President of Tamil Nadu Congress Committee
- In office February 2006 – July 2008
- Preceded by: G. K. Vasan
- Succeeded by: K. V. Thangkabalu

Member of Parliament, Lok Sabha
- In office 2009–2014
- Preceded by: Constituency established
- Succeeded by: V. Elumalai
- Constituency: Arani
- In office 1991–1996
- Preceded by: L. Balaraman
- Succeeded by: L. Balaraman
- Constituency: Vandavasi

Personal details
- Born: 9 June 1940 (age 86) Melappattu, Tiruvannamalai
- Party: Indian National Congress
- Spouse: K. V. Chitra ​(m. 1966)​
- Children: Sowmiya; M. K. Vishnu Prasad;
- Parent: A. Muruga Gounder (father);
- Relatives: Anbumani Ramadoss (son-in-law)
- Education: Sir Thiyagaraja College, Madras (BA); Madras Law College (BL);

= M. Krishnasamy =

Indian politician

M. Krishnasamy is an Indian politician and was member of the Parliament of India from Arani Constituency. He represented the Indian National Congress party.
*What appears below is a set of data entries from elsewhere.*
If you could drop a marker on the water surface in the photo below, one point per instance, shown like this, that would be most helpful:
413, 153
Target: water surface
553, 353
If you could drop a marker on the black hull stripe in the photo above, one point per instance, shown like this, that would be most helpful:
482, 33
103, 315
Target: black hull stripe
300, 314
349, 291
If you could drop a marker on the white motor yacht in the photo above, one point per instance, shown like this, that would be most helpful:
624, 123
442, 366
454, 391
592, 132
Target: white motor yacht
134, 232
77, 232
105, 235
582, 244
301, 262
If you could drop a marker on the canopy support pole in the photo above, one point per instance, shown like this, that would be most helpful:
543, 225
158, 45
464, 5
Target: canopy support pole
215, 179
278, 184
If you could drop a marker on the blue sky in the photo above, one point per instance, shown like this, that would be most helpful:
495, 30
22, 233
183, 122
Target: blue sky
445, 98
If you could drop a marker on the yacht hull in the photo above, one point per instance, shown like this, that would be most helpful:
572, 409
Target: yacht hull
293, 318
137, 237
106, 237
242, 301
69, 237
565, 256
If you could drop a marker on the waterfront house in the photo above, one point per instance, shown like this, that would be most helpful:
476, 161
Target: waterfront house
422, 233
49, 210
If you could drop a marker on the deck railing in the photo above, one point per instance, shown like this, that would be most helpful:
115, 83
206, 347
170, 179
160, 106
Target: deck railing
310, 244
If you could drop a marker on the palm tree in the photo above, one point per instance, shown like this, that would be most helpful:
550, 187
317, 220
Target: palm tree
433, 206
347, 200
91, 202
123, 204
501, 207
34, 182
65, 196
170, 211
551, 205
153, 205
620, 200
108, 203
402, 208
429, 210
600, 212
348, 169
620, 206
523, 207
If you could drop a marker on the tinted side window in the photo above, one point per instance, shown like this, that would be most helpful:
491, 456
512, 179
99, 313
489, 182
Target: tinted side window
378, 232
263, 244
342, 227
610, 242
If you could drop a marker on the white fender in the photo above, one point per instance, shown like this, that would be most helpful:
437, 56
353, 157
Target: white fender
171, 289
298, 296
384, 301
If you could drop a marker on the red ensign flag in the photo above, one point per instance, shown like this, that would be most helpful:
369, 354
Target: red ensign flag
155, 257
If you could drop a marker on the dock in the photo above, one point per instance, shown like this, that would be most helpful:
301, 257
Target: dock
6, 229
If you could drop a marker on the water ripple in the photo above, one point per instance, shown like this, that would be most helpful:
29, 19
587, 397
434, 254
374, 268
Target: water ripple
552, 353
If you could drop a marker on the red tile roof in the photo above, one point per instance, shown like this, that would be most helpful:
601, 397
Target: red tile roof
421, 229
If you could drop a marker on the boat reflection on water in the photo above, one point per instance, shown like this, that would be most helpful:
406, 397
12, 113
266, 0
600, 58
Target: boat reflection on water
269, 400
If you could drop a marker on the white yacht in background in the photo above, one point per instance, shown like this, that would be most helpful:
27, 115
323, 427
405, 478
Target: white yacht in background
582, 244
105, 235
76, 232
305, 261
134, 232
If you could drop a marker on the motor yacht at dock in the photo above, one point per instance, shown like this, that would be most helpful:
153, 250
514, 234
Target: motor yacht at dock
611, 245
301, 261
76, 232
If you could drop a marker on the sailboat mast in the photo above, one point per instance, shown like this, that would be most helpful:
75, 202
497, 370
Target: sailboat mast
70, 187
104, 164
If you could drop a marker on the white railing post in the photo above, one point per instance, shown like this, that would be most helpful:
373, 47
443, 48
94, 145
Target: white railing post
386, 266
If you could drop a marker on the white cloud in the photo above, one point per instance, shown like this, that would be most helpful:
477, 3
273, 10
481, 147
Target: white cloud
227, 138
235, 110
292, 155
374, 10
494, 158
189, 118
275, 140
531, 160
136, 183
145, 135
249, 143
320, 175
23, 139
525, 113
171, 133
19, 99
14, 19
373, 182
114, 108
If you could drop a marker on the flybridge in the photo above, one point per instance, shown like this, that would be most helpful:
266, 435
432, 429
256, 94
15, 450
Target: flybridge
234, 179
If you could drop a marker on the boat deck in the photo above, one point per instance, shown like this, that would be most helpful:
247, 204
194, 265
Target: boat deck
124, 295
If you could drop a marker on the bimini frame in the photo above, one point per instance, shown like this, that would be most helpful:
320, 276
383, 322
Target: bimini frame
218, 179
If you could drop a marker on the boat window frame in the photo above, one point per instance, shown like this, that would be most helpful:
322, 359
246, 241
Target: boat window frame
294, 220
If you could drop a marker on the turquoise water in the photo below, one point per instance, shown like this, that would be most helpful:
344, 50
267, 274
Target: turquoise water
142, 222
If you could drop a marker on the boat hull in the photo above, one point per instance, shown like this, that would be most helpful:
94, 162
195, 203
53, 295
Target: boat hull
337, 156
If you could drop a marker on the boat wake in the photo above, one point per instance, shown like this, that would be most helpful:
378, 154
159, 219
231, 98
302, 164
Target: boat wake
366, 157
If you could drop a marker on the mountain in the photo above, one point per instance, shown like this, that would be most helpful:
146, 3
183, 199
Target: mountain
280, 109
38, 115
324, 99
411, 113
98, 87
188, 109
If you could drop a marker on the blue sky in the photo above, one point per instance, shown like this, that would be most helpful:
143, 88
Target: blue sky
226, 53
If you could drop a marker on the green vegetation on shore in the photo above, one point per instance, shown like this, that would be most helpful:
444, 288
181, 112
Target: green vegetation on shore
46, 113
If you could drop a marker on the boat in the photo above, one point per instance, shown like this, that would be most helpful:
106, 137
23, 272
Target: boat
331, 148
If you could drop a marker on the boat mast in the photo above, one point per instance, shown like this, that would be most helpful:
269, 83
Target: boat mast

He also Served as the President of Tamil Nadu Congress Committee from 2006 to 2008.

His daughter Sowmiya is the wife of former Union Minister of Health and Family Welfare Anbumani. And his son Vishnu Prasad was a Member of the Tamil Nadu Legislative Assembly from Cheyyar, and a Member of Parliament from Arani and later from Cuddalore. His father-in law is Former Tiruttani MLA K. Vinayagam.